An easy way to reduce the intensity is to use a layer of fiberglass window insect screen to "filter" the light. My testing showed that reduces the intensity by about 40%.


----------



## Hoppy (Dec 24, 2005)

I now have this tank set up as a non-CO2, low light tank, planted with Crypts, A. reineckii, L. palustris, needleleaf Java Fern, Moss, and some broadleaf chain swords in bad condition. The light looks too bright, but I haven't checked it yet with a PAR meter. I will probably reduce the bulb wattage to 9 watts each. The 15 watt bulbs are really too close to the water surface too. I already know how to do a good algae tank, so I don't need to duplicate that experience.

My substrate is MTS, with hydroton, crushed coral and salt substitute under it, with pool filter sand on top of it. The filter is now working the normal way, water in the overflow grid, through filter sponges, with some filter floss on the exit side, and a small powerhead doing the pumping out of the filter chamber. I really like the appearance of it now, but I'm still not sure if I will keep it set up.


----------



## RipariumGuy (Aug 6, 2009)

May I ask what the purpose of the crushed coral is? Keeping cichlids are we? :icon_smil


----------



## Hoppy (Dec 24, 2005)

With MTS is is recommended that some dolomite be used under it to keep the pH up in the substrate, as well as to supply some Ca and Mg to the plants. I don't have any dolomite, so I used crushed coral. It shouldn't add much to the water, being buried under 2 inches of substrate. And, hopefully, the hydroton will adsorb Ca ions making them available easily to the plants. The potassium ions should also be adsorbed by the hydroton.


----------



## RipariumGuy (Aug 6, 2009)

Hoppy said:


> With MTS is is recommended that some dolomite be used under it to keep the pH up in the substrate, as well as to supply some Ca and Mg to the plants. I don't have any dolomite, so I used crushed coral. It shouldn't add much to the water, being buried under 2 inches of substrate. And, hopefully, the hydroton will adsorb Ca ions making them available easily to the plants. The potassium ions should also be adsorbed by the hydroton.

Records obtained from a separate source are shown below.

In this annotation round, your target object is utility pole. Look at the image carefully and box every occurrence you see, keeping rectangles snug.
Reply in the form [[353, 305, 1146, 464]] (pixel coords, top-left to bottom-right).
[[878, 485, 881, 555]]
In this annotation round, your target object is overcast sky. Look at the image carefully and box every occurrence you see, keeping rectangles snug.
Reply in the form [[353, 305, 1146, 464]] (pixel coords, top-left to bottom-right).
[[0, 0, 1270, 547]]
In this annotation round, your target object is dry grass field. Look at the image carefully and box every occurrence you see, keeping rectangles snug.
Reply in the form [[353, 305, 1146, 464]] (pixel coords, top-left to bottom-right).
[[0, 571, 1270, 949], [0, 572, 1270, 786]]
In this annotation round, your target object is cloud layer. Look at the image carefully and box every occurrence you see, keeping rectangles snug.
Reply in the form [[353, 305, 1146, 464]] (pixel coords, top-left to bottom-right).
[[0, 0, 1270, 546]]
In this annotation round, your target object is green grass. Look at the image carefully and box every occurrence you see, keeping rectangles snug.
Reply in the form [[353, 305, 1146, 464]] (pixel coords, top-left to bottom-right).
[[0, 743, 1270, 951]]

And yet again the Great Hoppy has wowed me! Where did you get your PhD in science? :biggrin:


----------



## Hoppy (Dec 24, 2005)

JakeJ said:


> And yet again the Great Hoppy has wowed me! Where did you get your PhD in science? :biggrin:


It's just a Bachelor's degree in Physics. My PhD in Aquatic Plants is in the works for about 20 years from now:hihi:


----------



## Hoppy (Dec 24, 2005)

I finally measured the light in the tank - 70 micromols! Too much, because my previous measurement was with no substrate, since I was planning on a riparium, but now I have 2 inches of substrate, putting the plants closer to the lights. Today I replaced the 15 watt bulbs with 10 watt bulbs, still GE 6500K bulbs. Now, I have 50 micromols, much better. And, guess what? Still no algae! Ok, so it has only been lighted for 24 hours, but still, no algae - how often can we say that?


----------



## Hoppy (Dec 24, 2005)

One last report: the water in this tank is absolutely crystal clear. The filter arrangement in these tanks is great. In fact this is an ideal desktop tank, big enough for several small fish, nice shape, no equipment in the tank, no separate filter needed, and if a heater is needed during winter, it fits easily in the filter compartment. If you find a bargain like this, snap it up!

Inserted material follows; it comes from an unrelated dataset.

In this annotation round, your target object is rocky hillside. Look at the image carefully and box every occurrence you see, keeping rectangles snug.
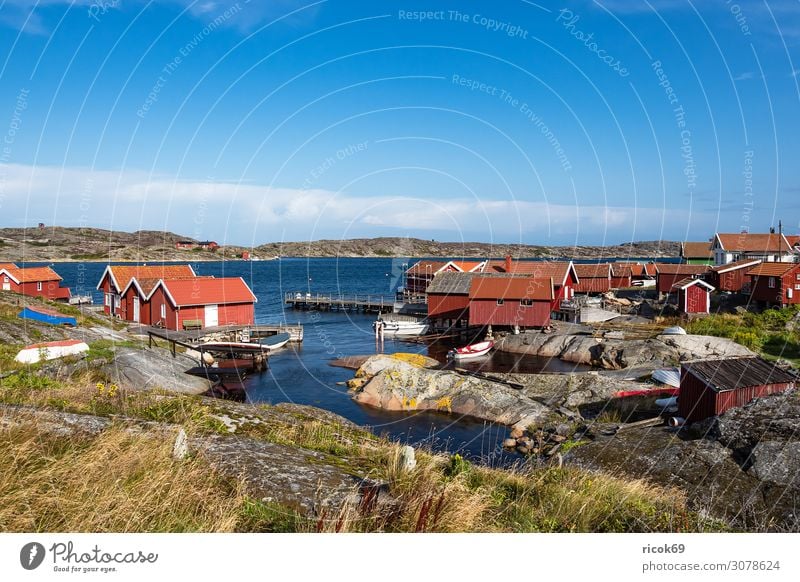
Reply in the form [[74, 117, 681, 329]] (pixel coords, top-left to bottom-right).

I got it as a 12 gallon, but today I was looking at the Marineland nano ads, and thought this might be smaller than 12 gallons. Yep, it is an 8 gallon tank, not that I care, but just to be accurate here. So, I edited the first post accordingly.


----------



## IWANNAGOFAST (Jan 14, 2008)

Very nice. I put some window screening over the lights to reduce the amount reaching the plants. The light reduction is quite noticeable to the eye, but not having a light meter I'm not sure how much I reduced the PAR.


----------



## Hoppy (Dec 24, 2005)

IWANNAGOFAST said:


> Very nice. I put some window screening over the lights to reduce the amount reaching the plants. The light reduction is quite noticeable to the eye, but not having a light meter I'm not sure how much I reduced the PAR.

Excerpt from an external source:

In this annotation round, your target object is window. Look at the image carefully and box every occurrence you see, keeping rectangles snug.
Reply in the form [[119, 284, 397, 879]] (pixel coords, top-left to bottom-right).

The HD fiberglass "insect screening" I tested dropped the intensity by about 40%, so if you had high light before, you should have medium light with the screen, or if you started with medium light, you should get low light.


----------



## IWANNAGOFAST (Jan 14, 2008)

I triple layered it over the tank. My coworker likes the actinic part of the bulb since it makes the green neons really glow.


----------



## Hoppy (Dec 24, 2005)

You may have too little light now. Three layers should reduce the intensity down to about 20% of what it was with no screens.


----------



## fauxjargon (Oct 23, 2010)

Hoppy, why not use superglue to attach pieces of plexiglass or something to the back to allow for riparium planters?

Also, when I am attatching Java fern to rocks, I superglue 1 cm lengths of brown coffee stirrer to the rock, then run my threads through the coffee stirrer to hold down the rhizome. You cold probably do something similar to hold the riparium planters on the back plastic.


----------



## Hoppy (Dec 24, 2005)

Suction cups don't attach very well to acrylic plastic, in my experience. But, in any case, I'm happy with the tank as it is now - currently housing some cheap guppies as live fish food makers for my bigger tanks. And, I encourage pond snails, so I can use them to feed my loaches in a bigger tank. Plus, it sits by my computer, where I can enjoy looking at it.


----------



## HondaV (Nov 16, 2010)

any new pictures of the tank to share?


----------